- Paddy support stays firm; coarse cereals see sharper gains
- Procurement, MSP payments surge over last decade
India has approved higher minimum support prices (MSPs) for 14 kharif crops for the 2025-26 marketing season, continuing its strategy of ensuring farmer incomes while nudging cropping patterns towards diversification. The Cabinet Committee on Economic Affairs, chaired by Prime Minister Narendra Modi, cleared the revisions, with the sharpest gains allocated to oilseeds and millets rather than rice and wheat.
Paddy remains anchor
Paddy, the country’s most procured kharif grain and a mainstay of the public distribution system, saw only a modest hike. The MSP for paddy (common) has been fixed at INR 2,369 per quintal, up INR 69 from last year, while Grade A paddy will fetch INR 2,389. The increase, though limited, still leaves paddy support prices more than 80% higher than a decade ago.
By keeping paddy hikes restrained, the government seeks to protect consumers from inflationary pressures while continuing to assure farmers of procurement support. With rice output projected at a record 145 million tonnes (mnt) in 2024-25, modest MSP gains reflect the crop’s central but stabilising role in India’s food security architecture.
Coarse cereals see sharper gains
Coarse cereals saw sharper MSP adjustments, underscoring the government’s push toward millets and climate-resilient crops. Jowar hybrid was raised to INR 3,699 per quintal and Maldandi jowar to INR 3,749, both up INR 328. Bajra rose by INR 150 to INR 2,775, while ragi registered one of the steepest hikes of INR 596, taking it to INR 4,886 per quintal. Maize was fixed at INR 2,400, up INR 175. These increases, particularly for bajra and ragi, offer higher returns over cost and reflect policy intent to shift farmers away from water-intensive rice towards crops aligned with long-term sustainability and nutritional security.
Aligning with long-term procurement trends
The current hikes build on a decade of elevated procurement and farmer payouts. Between 2014-15 and 2024-25, India procured 760.8 mnt of paddy, up from 459 mnt in the preceding decade. Across all 14 kharif crops, procurement reached 787.1 mnt versus 467.9 mnt earlier.
Payments to farmers rose sharply alongside procurement.

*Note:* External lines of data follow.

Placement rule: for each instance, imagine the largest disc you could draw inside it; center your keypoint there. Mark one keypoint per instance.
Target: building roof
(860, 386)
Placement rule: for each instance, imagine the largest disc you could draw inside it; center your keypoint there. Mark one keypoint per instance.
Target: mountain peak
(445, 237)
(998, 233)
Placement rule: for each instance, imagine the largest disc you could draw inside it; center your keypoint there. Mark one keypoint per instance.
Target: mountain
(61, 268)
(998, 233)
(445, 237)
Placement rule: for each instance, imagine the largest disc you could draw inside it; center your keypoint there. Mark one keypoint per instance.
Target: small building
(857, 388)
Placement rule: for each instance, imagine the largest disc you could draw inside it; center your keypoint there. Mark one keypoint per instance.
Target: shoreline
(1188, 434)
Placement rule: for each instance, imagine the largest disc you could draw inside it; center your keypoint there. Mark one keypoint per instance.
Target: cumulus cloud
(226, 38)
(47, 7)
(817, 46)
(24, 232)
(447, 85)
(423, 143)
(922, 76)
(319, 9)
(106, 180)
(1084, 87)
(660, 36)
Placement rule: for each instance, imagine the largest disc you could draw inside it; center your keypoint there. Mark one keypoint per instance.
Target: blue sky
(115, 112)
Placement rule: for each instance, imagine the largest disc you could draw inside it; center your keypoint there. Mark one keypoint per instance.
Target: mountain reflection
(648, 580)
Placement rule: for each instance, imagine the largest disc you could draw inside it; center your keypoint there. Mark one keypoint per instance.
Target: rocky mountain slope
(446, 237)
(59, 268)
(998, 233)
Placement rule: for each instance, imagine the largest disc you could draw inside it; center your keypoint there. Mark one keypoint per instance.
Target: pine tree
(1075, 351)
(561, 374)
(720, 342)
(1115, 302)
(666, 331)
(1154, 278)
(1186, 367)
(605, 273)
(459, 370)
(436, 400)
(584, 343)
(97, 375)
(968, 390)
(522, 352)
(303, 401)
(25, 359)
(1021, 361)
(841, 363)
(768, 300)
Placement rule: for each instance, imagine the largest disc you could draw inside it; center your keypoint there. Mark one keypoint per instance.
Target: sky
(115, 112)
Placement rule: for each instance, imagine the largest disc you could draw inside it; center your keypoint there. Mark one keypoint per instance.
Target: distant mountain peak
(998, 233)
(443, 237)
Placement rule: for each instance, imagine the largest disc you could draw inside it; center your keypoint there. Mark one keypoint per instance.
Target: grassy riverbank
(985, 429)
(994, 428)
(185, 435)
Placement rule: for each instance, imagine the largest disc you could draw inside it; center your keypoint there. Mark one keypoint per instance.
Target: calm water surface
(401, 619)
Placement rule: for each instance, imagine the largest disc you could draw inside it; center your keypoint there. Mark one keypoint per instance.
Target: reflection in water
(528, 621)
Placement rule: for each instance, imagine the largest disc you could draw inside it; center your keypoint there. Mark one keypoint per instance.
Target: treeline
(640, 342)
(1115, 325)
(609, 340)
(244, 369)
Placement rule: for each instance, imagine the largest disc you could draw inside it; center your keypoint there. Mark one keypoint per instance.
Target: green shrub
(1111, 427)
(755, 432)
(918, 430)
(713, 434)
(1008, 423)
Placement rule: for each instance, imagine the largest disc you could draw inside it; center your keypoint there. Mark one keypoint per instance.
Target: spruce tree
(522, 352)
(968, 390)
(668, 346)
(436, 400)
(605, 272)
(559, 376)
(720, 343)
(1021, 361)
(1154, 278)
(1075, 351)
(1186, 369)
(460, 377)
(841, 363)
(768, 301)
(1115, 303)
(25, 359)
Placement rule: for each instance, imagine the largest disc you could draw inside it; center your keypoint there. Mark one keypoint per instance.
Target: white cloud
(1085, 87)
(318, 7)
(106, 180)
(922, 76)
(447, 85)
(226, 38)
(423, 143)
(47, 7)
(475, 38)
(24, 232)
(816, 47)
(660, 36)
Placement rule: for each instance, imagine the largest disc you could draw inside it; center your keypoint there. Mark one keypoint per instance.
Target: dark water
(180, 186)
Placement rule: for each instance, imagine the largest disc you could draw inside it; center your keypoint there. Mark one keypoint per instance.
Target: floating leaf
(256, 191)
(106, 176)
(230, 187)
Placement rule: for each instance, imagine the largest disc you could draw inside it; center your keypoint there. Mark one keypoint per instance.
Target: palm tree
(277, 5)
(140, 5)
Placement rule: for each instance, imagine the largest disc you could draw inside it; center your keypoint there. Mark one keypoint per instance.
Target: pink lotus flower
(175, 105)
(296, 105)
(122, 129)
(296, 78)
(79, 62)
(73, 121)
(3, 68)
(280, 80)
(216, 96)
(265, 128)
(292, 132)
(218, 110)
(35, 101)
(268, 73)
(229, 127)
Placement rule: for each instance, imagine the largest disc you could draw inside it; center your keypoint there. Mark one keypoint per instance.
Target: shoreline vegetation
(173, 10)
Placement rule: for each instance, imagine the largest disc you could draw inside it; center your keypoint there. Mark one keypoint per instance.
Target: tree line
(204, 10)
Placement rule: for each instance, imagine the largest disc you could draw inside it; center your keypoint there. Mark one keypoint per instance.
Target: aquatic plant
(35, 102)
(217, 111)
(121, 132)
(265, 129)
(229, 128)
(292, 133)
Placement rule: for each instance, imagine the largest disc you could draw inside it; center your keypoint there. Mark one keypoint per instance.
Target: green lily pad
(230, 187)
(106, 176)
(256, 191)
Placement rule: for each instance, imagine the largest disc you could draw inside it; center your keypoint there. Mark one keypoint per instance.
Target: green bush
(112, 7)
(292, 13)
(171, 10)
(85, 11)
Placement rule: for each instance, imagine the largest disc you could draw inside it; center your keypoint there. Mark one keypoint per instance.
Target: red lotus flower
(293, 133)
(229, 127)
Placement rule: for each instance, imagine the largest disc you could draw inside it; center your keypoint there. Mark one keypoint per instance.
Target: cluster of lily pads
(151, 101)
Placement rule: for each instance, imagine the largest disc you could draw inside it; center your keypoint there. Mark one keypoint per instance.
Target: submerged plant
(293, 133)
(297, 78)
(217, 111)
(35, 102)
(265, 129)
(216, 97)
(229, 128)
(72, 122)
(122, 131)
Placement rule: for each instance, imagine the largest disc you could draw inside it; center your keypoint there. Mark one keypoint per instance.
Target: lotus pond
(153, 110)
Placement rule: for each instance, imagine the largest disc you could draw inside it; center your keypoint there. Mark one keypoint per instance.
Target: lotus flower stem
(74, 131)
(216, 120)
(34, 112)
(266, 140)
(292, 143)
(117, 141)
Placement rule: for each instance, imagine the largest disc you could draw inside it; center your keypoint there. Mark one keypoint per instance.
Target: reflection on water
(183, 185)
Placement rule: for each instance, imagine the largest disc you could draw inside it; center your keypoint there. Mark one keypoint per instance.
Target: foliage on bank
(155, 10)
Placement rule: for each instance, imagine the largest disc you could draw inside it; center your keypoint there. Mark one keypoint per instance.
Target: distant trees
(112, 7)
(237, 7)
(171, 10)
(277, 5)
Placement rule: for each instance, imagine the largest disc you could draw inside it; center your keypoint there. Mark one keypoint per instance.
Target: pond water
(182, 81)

Paddy growers alone received INR 14.16 trillion in MSP support over the last decade, compared with INR 4.44 trillion between 2004-14. Overall, kharif crop producers were paid INR 16.35 trillion, nearly four times the amount disbursed in the previous decade.
Consolidating policy direction
The calibrated MSP revisions reflect a dual objective: securing farmer profitability and keeping food prices stable for consumers. By channeling higher incentives toward millets, oilseeds, and pulses, the government is positioning MSP not just as a price safety net but as a lever to reshape cropping patterns.
With paddy remaining the anchor of procurement and food security and coarse cereals gaining larger incentives, the 2025-26 MSP structure reinforces India’s shift towards diversification, resilience, and long-term sustainability in agriculture.